Le 1er décembre 2013 était considéré par les algériens comme un « jour historique », en ce sens qu’il correspond au lancement officiel du service de téléphonie de troisième génération baptisé UMTS (3G). Mais au lieu d’opter pour des thèmes de couverture et de débits de consommation data, curieusement, la norme technologique 3G++ était le premier logo choisi par les opérateurs pour le lancement de leurs compagnes commerciales. Nombre d’observateurs estiment que ce choix, dénoncé par l’ARPT à travers un communiqué de presse publié par l’APS, s’explique par un doute sur la capacité des opérateurs à atteindre les taux de couverture 3G de leurs territoires exclusifs d’ici la fin de l’année. En effet, à ce jour, aucun des opérateurs n’a voulu dévoiler le nombre de « cellules 3G » mises en place dans chacune des wilayas dont il détient l’exclusivité territoriale pour la première année. Près de six mois après le lancement de la 3G++, quel est le taux de la population couverte par le réseau ? On n’en sait rien. Mais selon différentes sources, au sein des opérateurs, il serait en deçà du chiffre espéré par les rédacteurs du cahier des charges de l’UMTS. Les difficultés enregistrées par les opérateurs dans l’installation des stations BTS 3G, à cause du retard dans la délivrance des autorisations par l’ARPT, explique partiellement le retard dans le déploiement de la 3G en Algérie. L’ARPT est appelée à ouvrir une enquête pour vérifier la présence ou non d’obstacles bureaucratiques au déploiement, et surtout de s’assurer que les opérateurs mettent en œuvre tous les moyens nécessaires à atteindre leurs obligations. En clair, les techniciens du régulateur doivent régulièrement compter le nombre de stations 3G greffées aux réseaux 2G des opérateurs et mesurer le rythme de leur mise en service.

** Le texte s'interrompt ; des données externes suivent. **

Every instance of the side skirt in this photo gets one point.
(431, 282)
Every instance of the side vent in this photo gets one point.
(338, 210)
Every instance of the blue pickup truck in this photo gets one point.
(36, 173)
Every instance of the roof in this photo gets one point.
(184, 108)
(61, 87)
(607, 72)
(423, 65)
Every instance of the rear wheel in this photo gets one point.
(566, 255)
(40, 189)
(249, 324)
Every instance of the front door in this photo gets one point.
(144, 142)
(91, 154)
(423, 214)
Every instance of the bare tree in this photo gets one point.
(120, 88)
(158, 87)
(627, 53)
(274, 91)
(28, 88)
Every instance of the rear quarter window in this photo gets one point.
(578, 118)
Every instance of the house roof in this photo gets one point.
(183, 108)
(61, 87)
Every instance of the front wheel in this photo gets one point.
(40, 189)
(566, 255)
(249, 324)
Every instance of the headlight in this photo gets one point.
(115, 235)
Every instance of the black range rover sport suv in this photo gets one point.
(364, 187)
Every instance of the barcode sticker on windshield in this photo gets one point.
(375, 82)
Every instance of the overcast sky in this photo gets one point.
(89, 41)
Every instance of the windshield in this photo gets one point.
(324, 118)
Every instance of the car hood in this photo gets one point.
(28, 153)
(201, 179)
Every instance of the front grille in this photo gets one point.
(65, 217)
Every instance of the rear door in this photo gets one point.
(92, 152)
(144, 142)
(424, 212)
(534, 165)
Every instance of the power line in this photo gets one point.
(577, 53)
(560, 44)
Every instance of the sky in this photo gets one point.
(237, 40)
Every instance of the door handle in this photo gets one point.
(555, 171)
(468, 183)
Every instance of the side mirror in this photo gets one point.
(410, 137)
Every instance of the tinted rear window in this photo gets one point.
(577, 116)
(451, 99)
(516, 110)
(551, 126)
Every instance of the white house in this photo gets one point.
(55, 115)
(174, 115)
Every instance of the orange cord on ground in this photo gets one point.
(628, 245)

Pour ce qui est de la qualité de service des opérateurs 3G déjà opérationnels, elle a atteint des niveaux critiques. A peine les premiers mobinautes commencent-ils à goûter aux plaisirs des connexions rapides de la 3G++, que les opérateurs revoient déjà leurs stratégies de dimensionnement des sous-systèmes radio de leurs réseaux 3G. En clair, dans des zones urbaines à forte densité de population (entre 150.000 et 600.000 habitants), lors d’un téléchargement d’un fichier, nous avons relevé, aux heures pleines, des valeurs de débits réels bien loin de ce qui était espéré, variant de 500 Kbit/s à 1,6 Mbit/s. Alors dans la 3G++, lorsque les réseaux sont bien dimensionnés, ils sont capables de faire beaucoup mieux. Les débits data ne devraient pas descendre plus bas que 7 Mbit/s. Ces chiffres révèlent qu’il y a encore du chemin à faire pour atteindre des topologies et des couvertures performantes. Aussi, les débits mesurés montrent clairement que le taux d’usage des réseaux 3G est très fort par rapport au taux de couverture. Le régulateur devra ainsi agir pour lever les obstacles à l’accroissement de la couverture radio notamment dans les zones privilégiées par les abonnés, et contrôler le respect, par les opérateurs 3G opérationnels, du « ratio » entre les charges cellulaires des stations BTS et le nombre de cartes USIM activées.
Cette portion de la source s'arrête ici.